Just how long will it be before the Bank of England (BoE) accepts that inflation is becoming a problem? The members of the Monetary Policy Committee (MPC) have raised their inflation forecasts by a tiny bit. But as a group, they are sticking to their story that any spike in prices is temporary on the basis that there is “spare capacity” in the economy.
BoE governor Mervyn King has just written his ninth letter to the Chancellor explaining why annual Consumer Price Index (CPI) inflation is still so far above his target rate (3.2% instead of 2%). In it, he says that “spare capacity within companies and in the labour market will continue to put downward pressure on inflation.” There are two problems with this: first, it clearly isn’t; and second, it might not even exist.
As Peter Warburton points out in the Halkin Report, the Inflation Report shows that capacity utilisation in UK firms is running at about the same levels as it was in the middle years of the last decade – ie quite high. Firms haven’t hung on to surplus capacity throughout the crisis: in order to survive they had to “liquidate or perish”.
The result? “Supply conditions have tightened appreciably in the last year” at the same time as import prices have risen, pushing up costs across the board. So, while at the height of the crisis clothing and footwear inflation was -10%, today it is 0.7%. Transport inflation was -2%; today it is 5.8%.
The truth is that almost everything is getting more expensive in sterling terms. Food price inflation is 4.2%, but looking likely to hit more like 10% soon, given the rises in global commodity markets. And household utility bills will surge in the New Year as recently announced price rises kick in. Not much sign of a continuing downward pressure on inflation there, is there?
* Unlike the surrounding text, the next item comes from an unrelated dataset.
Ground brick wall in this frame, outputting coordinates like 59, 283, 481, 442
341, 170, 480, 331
Still, not everyone thinks inflation is a bad thing. Ex-MPC member David ‘Danny’ Blanchflower is all for it. In an article in the Guardian this week he suggested that the solution to all our problems would be “five to six years of 5% inflation”, created by keeping interest rates very low and chucking a bit more quantitative easing (QE) into the economy. If we had that, he says, we wouldn’t need to bother will all this “austerity nonsense”. House prices would rise, people would feel more confident and so get spending, and at the same time we would all get to “inflate away” our debt.
This might sound like a perfectly good idea. But it is actually rather shocking in its cruelty.
Who suffers most from inflation? Anyone with savings (note that 5% inflation would mean that the value of cash would fall by 35% or so over six years); anyone on a fixed income (pensioners and those on benefits); those with no assets and no debt; and the unskilled.
The well off, the professionals and the skilled can demand higher wages to match price rises, and they can enjoy the collapse in the value of their mortgage debt, and the debt held by their companies. If the worst comes to the worst, they can move abroad.
The others? They can’t do any of these things. They get to sit and watch as their standard of living collapses around them. Inflation helps the rich and hurts the poor and vulnerable. It is an extraordinary policy to see being recommended in the Guardian.